Strategic brand building is primarily practiced on two levels. A brand sets goals and defines itself by competitive frameworks. When the competitive landscape and its conditions are understood, a brand can draft clear and accountable goals and define the territory it aims to conquer.

However, goal setting is not particularly useful if not properly contextualised and motivated. The question is to what end do we aim to compete and achieve identified targets?

The competitive nature of strategy requires commitment to a clear purpose that is unique and adds value to peoples’ lives. This applies to any brand, whether it is a retail organisation, social movement, or a country brand. Goals and targets serve a particular purpose, which is how brand and business strategy finds alignment and competing makes sense.

One important consequence of serving purpose, but not the sole reason, is deriving profits. As Kellogg once argued, “the purpose of business is to add value to people’s lives. The consequence of doing that well is that you make a handsome profit”.

While there can be significant value to a healthy competitive orientation in brand building, a cooperative or collaborative approach is as valuable in order to reach higher order goals such as category and social development ideals.  Strategic brand building will then involve collaboration with respected competitors to co-design and implement initiatives that serve the best interests of the category, its stakeholders and resources.

Among the many exciting initiatives, one particular project that is a collaboration among competitors toward category and country goals is called Platform 6. This is a training programme to better equip high school design teachers to engage learners in the purpose and practice of design.

Design develops original and meaningful solutions to all kinds of challenges, to create better experiences and to move the world forward. It is an important school subject and its potential and impact is determined by the mindset, passion and expertise of its educators. Platform 6 is investing in South Africa’s future designers by working closely with their role models and teachers.

Importantly, this official World Design Capital Cape Town 2014 project is a unique collaboration between a collective of tertiary design schools in Cape Town. The schools involved are all direct competitors to one another and annually compete for talent, intake, and industry awards.

However, the mutual goal to promote the critical role of design, its importance as a school subject, the potential of future design talent, and the contribution that the category of design schools make in this regard, presented a compelling and shared motivation.

The legacy of Platform 6 will hopefully become evident from the high levels of collaboration and commitment between the tertiary design schools and the enthusiastic acceptance of young designers at high school level. The ultimate endowment will lie in the contribution to building strong and innovative industries and societies made by South Africa’s future designers and leaders.

A healthy collaborative orientation in brand building can produce unexpected alliances and unite competitors in a shared purpose.
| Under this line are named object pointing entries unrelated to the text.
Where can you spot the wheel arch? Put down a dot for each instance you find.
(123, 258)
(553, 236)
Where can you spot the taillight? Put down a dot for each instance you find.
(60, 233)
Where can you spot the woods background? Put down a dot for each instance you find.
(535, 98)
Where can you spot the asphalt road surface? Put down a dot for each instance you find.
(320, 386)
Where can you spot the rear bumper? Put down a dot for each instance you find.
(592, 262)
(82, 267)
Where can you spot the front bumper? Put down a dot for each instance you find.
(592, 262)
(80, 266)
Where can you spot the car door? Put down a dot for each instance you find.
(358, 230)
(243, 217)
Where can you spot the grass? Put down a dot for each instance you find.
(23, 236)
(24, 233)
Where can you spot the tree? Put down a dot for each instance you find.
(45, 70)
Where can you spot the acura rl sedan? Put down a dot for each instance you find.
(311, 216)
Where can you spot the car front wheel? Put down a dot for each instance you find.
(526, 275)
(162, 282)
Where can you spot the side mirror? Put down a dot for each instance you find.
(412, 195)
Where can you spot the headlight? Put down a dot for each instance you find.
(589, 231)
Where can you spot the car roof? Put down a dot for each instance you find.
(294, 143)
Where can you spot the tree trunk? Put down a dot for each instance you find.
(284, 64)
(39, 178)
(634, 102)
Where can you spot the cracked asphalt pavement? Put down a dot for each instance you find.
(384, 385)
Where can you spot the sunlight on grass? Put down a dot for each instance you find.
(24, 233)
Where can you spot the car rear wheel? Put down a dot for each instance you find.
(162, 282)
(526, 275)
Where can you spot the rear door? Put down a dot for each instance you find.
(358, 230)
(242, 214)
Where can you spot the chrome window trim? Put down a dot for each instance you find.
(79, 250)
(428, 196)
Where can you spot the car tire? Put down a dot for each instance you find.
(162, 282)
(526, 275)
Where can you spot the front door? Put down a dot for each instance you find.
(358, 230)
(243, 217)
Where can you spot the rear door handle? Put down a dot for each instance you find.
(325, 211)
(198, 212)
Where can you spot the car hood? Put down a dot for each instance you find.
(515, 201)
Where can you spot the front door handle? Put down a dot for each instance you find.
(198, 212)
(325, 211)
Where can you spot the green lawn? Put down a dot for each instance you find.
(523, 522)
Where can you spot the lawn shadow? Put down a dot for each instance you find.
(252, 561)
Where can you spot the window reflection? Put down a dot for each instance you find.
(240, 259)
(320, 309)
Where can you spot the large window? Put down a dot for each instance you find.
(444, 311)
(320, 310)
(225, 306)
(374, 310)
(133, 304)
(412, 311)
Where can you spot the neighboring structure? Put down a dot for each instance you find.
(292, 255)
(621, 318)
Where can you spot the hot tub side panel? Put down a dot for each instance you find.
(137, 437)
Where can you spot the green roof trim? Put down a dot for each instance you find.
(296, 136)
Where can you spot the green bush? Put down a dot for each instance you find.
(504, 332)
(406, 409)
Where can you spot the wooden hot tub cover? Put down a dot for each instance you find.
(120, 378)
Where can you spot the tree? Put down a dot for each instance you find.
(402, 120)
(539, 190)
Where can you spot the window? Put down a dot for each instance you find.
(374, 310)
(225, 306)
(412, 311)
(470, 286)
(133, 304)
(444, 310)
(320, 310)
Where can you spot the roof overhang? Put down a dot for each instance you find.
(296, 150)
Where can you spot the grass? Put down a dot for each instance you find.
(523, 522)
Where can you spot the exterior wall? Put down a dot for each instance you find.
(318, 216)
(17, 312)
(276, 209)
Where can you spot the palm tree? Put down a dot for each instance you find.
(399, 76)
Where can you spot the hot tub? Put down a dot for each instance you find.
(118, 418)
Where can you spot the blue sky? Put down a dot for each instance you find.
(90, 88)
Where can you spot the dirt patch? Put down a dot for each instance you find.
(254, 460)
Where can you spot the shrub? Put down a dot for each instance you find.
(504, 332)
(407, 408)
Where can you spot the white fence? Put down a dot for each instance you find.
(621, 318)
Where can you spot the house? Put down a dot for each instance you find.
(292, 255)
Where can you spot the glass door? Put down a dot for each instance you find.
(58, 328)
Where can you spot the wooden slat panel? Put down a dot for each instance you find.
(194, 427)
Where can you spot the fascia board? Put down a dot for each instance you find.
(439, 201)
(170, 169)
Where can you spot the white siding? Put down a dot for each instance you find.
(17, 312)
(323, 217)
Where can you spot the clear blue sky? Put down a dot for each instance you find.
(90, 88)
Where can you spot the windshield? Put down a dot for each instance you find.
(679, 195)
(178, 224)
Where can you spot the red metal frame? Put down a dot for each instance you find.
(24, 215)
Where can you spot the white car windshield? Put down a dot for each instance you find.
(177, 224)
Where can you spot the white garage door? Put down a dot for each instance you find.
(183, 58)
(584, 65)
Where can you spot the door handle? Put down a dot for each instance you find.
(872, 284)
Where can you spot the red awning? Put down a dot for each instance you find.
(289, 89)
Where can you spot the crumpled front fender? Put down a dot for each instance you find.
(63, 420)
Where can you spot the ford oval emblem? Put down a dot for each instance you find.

Such collaborations have the potential to build category reputation and highlight individual brand uniqueness while making a decisive and meaningful contribution to the health and future well being of all involved in this promising venture.

Platform 6 includes: AAA School of Advertising, Red&Yellow, The IIE’s Vega School of Brand Leadership, Cape Peninsula University of Technology, Cape Town Creative Academy, Montebello Labs, RockCityFoundation and the Western Cape Department of Education.